Even the equations are hard to state, sometimes--a name forgotten in mid-sentence, a phrase unspoken, a
memory unearthed, and then buried again. The great google search of the soul--the desktop has thirty three references--do you want to try this "similar search?".

The second movement, d.c. coda al fine, the intercalary passage. Somehow it all adds up. Somehow the math works out.

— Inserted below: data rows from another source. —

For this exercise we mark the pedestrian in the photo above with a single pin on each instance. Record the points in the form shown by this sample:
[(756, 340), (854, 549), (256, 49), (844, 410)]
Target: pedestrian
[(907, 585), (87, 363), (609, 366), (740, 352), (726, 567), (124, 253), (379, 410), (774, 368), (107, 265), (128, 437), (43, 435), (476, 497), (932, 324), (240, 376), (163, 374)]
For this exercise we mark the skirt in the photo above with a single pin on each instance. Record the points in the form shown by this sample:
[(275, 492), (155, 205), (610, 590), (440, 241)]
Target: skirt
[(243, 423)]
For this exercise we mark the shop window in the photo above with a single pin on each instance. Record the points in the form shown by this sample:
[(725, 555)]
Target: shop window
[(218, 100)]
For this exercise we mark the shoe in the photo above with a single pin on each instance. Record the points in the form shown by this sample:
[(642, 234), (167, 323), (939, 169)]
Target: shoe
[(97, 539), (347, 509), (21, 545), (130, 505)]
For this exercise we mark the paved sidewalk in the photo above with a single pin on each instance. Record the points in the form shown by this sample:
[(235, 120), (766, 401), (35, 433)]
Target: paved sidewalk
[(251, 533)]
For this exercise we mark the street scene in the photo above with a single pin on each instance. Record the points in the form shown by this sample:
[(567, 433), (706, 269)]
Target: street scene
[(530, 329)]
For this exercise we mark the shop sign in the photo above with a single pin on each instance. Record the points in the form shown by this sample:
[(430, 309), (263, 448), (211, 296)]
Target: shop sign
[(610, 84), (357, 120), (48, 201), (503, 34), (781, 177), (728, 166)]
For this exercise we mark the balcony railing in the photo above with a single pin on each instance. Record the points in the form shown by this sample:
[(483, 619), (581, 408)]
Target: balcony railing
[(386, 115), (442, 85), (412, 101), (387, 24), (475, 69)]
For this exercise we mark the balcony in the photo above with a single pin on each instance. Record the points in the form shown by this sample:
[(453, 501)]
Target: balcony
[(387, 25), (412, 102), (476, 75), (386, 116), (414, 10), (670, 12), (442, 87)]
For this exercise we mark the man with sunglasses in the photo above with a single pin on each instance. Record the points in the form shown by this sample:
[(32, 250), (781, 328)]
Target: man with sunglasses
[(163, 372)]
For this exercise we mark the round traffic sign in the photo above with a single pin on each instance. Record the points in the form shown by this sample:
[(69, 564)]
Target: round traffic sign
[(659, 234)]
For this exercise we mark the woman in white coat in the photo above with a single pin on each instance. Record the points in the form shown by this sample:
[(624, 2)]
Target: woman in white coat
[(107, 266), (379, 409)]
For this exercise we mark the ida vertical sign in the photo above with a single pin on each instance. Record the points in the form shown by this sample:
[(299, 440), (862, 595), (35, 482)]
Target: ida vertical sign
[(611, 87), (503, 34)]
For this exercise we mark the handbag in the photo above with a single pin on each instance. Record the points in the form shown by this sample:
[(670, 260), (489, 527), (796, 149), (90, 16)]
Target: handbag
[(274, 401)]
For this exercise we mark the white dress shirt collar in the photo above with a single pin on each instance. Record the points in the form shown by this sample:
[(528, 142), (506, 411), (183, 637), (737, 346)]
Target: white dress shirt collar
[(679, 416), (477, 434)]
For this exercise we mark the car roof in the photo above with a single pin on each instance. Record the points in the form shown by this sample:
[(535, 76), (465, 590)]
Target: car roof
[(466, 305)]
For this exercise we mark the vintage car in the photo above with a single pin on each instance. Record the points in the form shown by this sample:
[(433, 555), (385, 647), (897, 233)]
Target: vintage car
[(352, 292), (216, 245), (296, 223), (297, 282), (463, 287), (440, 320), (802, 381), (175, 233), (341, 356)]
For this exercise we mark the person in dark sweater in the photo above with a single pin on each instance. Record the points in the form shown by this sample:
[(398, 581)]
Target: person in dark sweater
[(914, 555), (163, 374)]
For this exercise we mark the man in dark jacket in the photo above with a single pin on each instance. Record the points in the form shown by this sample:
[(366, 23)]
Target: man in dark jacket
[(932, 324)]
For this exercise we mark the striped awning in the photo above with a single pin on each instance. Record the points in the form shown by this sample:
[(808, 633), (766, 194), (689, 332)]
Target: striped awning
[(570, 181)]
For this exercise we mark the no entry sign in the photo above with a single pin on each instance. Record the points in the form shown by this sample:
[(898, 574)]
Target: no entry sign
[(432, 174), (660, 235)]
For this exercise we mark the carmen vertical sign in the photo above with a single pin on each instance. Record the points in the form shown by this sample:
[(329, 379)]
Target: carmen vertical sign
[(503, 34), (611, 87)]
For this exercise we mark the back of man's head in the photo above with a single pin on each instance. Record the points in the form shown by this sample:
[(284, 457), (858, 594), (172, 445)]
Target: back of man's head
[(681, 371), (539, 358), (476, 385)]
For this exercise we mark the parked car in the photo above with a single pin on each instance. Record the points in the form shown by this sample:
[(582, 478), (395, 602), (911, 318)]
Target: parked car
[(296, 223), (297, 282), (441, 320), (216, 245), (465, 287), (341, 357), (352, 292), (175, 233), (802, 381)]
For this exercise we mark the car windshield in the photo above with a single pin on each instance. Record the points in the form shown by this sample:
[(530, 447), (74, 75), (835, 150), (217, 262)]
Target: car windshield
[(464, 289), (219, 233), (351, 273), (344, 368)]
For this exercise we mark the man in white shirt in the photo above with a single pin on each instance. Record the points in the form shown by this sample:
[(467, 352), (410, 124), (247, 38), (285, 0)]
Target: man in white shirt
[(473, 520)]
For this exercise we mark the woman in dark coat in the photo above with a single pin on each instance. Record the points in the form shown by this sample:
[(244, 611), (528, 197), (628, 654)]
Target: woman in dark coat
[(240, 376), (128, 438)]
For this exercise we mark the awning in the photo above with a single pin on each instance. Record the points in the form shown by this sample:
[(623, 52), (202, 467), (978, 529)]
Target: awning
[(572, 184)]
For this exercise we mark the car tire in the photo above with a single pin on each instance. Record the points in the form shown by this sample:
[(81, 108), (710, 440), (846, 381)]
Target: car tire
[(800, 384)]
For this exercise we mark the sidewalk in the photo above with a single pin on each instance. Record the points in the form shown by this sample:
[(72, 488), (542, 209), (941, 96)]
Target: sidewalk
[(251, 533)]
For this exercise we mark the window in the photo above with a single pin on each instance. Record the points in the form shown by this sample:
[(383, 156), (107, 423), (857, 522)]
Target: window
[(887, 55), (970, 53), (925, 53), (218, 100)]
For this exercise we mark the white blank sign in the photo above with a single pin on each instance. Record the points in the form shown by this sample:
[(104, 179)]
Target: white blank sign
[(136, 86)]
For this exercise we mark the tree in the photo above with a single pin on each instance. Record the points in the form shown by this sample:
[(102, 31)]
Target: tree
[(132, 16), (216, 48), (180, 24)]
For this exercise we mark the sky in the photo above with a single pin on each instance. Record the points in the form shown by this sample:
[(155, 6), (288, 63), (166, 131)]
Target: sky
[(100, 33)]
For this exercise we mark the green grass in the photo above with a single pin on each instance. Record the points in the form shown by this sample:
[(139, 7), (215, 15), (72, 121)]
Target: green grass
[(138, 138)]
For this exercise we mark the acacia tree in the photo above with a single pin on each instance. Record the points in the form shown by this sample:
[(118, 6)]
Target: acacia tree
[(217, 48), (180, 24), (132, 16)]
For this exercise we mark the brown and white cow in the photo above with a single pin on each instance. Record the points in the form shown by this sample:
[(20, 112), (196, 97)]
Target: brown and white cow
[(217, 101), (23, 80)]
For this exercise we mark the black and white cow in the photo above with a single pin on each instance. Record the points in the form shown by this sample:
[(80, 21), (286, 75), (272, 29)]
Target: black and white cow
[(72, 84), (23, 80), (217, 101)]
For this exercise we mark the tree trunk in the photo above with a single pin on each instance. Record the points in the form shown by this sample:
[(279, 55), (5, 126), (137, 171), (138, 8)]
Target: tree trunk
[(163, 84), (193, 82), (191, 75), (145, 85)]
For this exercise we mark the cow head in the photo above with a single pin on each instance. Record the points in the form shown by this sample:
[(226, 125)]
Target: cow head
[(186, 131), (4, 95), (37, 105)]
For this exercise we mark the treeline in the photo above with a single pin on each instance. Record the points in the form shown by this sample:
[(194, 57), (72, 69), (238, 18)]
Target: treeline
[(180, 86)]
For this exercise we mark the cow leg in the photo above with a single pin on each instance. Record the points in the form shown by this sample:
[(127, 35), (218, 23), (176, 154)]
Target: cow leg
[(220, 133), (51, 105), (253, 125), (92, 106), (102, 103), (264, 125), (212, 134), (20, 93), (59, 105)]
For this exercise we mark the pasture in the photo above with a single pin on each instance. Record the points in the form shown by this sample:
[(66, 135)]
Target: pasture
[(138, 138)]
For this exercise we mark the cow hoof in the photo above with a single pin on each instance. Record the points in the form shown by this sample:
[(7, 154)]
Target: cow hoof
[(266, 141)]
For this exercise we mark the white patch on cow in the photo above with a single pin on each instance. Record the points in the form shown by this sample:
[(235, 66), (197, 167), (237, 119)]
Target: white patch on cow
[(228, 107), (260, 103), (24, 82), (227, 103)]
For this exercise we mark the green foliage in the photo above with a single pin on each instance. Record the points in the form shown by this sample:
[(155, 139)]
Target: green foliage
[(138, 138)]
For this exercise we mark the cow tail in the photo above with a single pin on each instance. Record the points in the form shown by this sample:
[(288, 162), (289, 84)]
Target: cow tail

Date: 2008-05-06 01:58 pm (UTC)
From: [identity profile] dabroots.livejournal.com
When I was about twenty-four, I was working at a public library in New Orleans. It was a regional branch with about ten employees. There was a woman in her late twenties working there who was married, but she was also having an affair with the Head Librarian, a forty-something man who was a poet, and had self-published a chapbook of his work. The woman was anxious for me to go out on a date with her younger sister, a woman I'd never met. And I do mean anxious, as if she'd have a fit if I didn't do it. And so I did, went to a rock concert of some kind with her sister. Nothing, no "spark" or whatever. My coworker was disappointed that we hadn't hit it off. Ah, yes, I remember the coworker had also been insistent that I go on to a Cajun festival in Houma with her and her husband--that was before the date with her sister. That excursion was awkward and her husband seemed uncomfortable having me there, and that kind of thing has happened to me more often than being set up on blind dates. What does one call that kind of social situation? Where a married person invites a straight person of the opposite gender on a social outing with their self and their spouse? Odd. That married coworker eventually got pregnant, btw, and it was always speculated whether the father was her husband or the head librarian. (LATER: I've never written about my odd interactions with this woman. Thanks for prompting me to dredge it up. I'm going to copy and paste it into my own blog.)
Edited Date: 2008-05-06 02:19 pm (UTC)

Date: 2008-05-06 02:20 pm (UTC)
From: [identity profile] gurdonark.livejournal.com
I'm not sure what conclusions one can ever draw from any of these things, because there are so many dynamics, but I draw the conclusion that life is complicated, sometimes.

Date: 2008-05-06 03:07 pm (UTC)
From: [identity profile] adittya83.livejournal.com
I'll check that out!

Date: 2008-05-07 02:45 am (UTC)

Date: 2008-05-06 04:12 pm (UTC)
From: [identity profile] missprune.livejournal.com
I think you are one of the most interesting writers around, and I don't understand why there is not a book of your essays on my bookshelf. The way you pull together incidents and details and observations, it's quite an awesome talent, if you will forgive my lazy adjective!

Date: 2008-05-06 10:38 pm (UTC)
From: [identity profile] espvivisection.livejournal.com
I think what will survive you, or any of us, is our kindness. Newspaper clippings fade or get lost; children come with their own will and cannot be made vicarious carriers of dreams without hurting them and ourselves. I think the thing that will be eternal, though, are the kindnesses you show, because the people you've helped will remember you.

And I think, whether we are Gretta Garbo or no one in particular, that's the best and most real kind of legacy any of us can hope for.

Date: 2008-05-07 02:45 am (UTC)
From: [identity profile] gurdonark.livejournal.com
I think that kindness and its relatives are the most important thing. You make an excellent point about its importance. Thanks for commenting.

Date: 2008-05-07 02:45 am (UTC)
From: [identity profile] gurdonark.livejournal.com
that's very kind of you!

Date: 2008-05-07 07:21 am (UTC)
From: [identity profile] missaunt.livejournal.com
I never had to endure blind dates, but I have managed through a few Internet ones. The reconciliation of the online profile with the actual person. How learning that divorced, height, occupation, education, and photos are fluid concepts. It is much like learning in the real estates ads that cozy means cramped and fixer upper means lime green shag carpeting.

I think of middle age as coming into one's own. There's a lot to be said for creativity, kindness, and altruism, and you have all three squared.